Takes a string and puts it through different languages in Google Translate a requested amount of times, returning nonsense.

Overview

PythonTextObfuscator

Takes a string and puts it through different languages in Google Translate a requested amount of times, returning nonsense. Example

Requirements:

python3

For the Selenium Obfuscator:

    -Selenium
    
    -Firefox
    
    -Geckodriver

In the Selenium Obfuscator:

-The major benefit is that you can translate excel documents, the downside is that after 10 or so document translations, Google blocks your ip for a while.

-Translation is generally slower and more limited using selenium as a browser tab is being used to scrape the data.
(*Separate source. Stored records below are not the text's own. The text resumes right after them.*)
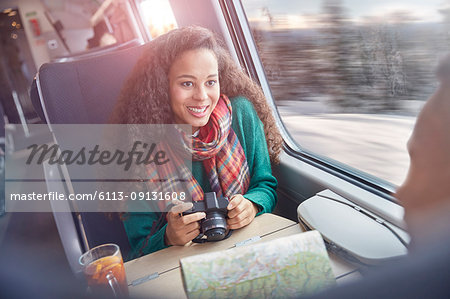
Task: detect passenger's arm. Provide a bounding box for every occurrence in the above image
[123,213,168,260]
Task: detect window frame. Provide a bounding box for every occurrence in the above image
[219,0,399,204]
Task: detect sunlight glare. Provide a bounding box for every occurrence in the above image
[140,0,177,38]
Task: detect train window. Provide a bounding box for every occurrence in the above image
[137,0,177,38]
[241,0,450,190]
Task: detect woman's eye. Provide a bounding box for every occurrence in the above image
[181,81,194,87]
[206,80,217,86]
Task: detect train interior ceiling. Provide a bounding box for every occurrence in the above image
[0,0,450,296]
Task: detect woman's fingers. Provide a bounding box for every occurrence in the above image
[170,201,193,214]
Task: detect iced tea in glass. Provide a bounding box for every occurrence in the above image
[80,244,128,298]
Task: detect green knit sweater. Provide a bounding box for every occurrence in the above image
[124,97,277,259]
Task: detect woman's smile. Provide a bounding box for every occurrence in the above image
[186,105,209,118]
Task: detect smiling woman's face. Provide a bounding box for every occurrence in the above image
[169,49,220,132]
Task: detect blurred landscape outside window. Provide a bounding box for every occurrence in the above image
[242,0,450,185]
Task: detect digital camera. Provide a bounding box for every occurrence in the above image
[183,192,229,243]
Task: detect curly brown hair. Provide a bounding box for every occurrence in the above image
[110,26,283,163]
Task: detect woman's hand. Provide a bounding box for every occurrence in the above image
[165,203,206,245]
[227,194,258,229]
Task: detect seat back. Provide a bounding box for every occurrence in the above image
[34,45,146,273]
[36,45,145,125]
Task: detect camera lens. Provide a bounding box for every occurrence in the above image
[202,211,227,241]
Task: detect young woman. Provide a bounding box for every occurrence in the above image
[112,27,282,257]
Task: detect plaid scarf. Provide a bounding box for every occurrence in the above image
[148,95,250,207]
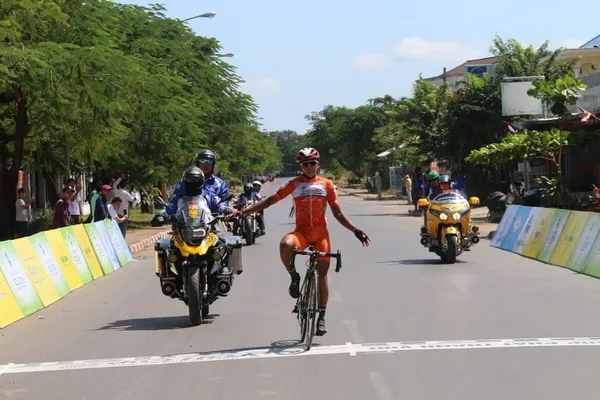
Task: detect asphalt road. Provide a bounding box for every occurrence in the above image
[0,182,600,400]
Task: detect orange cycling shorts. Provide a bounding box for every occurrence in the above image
[288,226,331,261]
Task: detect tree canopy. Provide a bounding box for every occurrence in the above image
[0,0,281,238]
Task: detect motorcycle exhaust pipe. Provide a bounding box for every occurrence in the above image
[160,282,177,297]
[217,280,231,295]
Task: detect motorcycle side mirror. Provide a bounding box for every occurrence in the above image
[469,197,480,206]
[154,196,167,207]
[219,193,233,203]
[150,214,165,228]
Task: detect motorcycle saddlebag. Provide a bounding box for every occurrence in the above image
[225,235,244,274]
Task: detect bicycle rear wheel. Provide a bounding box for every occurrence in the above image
[296,279,308,343]
[305,270,319,351]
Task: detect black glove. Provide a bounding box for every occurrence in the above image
[150,214,165,227]
[354,229,369,243]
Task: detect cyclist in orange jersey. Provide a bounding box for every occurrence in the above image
[228,147,371,336]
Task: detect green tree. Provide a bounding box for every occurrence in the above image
[305,102,387,176]
[527,75,587,117]
[466,129,580,208]
[490,36,578,81]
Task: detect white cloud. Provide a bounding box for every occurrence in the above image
[393,36,485,62]
[352,36,487,69]
[352,54,390,69]
[243,78,279,93]
[556,39,585,49]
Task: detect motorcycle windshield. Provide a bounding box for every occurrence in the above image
[432,191,468,204]
[175,196,213,228]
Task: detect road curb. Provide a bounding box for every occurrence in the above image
[129,231,169,254]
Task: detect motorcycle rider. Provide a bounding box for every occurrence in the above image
[167,149,229,213]
[252,181,262,200]
[438,175,452,192]
[237,183,265,235]
[421,171,442,232]
[154,165,232,222]
[425,171,442,201]
[252,181,265,235]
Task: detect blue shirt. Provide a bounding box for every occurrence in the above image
[237,192,262,203]
[162,185,229,217]
[165,175,229,215]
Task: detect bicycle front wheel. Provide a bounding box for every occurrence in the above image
[304,270,319,351]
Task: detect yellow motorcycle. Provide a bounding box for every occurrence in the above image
[152,192,243,326]
[418,191,479,264]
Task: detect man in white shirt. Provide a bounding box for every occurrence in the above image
[107,196,128,230]
[67,178,81,225]
[15,188,35,238]
[113,174,135,237]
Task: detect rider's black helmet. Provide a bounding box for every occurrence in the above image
[194,149,217,166]
[439,175,452,183]
[183,166,204,183]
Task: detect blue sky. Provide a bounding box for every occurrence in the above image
[121,0,600,133]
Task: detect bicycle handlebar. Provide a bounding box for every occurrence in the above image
[292,250,342,272]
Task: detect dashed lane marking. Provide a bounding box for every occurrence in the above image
[0,337,600,375]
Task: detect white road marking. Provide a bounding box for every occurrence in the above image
[342,319,365,343]
[369,372,395,400]
[346,342,356,357]
[0,363,14,376]
[0,337,600,374]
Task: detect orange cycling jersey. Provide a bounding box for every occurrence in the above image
[273,176,337,228]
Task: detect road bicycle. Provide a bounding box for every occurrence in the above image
[292,244,342,351]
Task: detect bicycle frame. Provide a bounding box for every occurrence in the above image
[291,244,342,351]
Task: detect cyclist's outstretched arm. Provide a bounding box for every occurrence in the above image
[242,195,279,213]
[329,200,371,247]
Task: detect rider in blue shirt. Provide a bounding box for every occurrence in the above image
[160,166,231,217]
[165,149,231,215]
[237,183,265,235]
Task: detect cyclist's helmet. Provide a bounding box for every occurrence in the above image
[439,175,452,191]
[296,147,321,164]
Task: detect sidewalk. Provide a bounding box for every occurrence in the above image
[338,187,498,239]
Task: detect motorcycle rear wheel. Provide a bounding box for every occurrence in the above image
[187,265,204,326]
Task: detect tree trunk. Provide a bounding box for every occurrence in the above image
[0,86,31,239]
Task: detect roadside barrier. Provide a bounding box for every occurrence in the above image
[490,205,600,278]
[0,219,133,328]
Also beware of RAM usage.

-May no longer be supported in the future due to its drawbacks.

In the Urllib Obfuscator:

-Translation is generally faster and uses very little resources as only html is downloaded through a request. Multiprocessing also allows simultanious requests and can be used to the full extent without worrying about RAM usage.

—Split by length is faster and uses less requests (better for longer texts)

—Split by newline is slower and uses more requests but adds much more translation variety.

-Reminder: Since google has a url request limit, you'll need to switch VPN locations when the request limit is hit.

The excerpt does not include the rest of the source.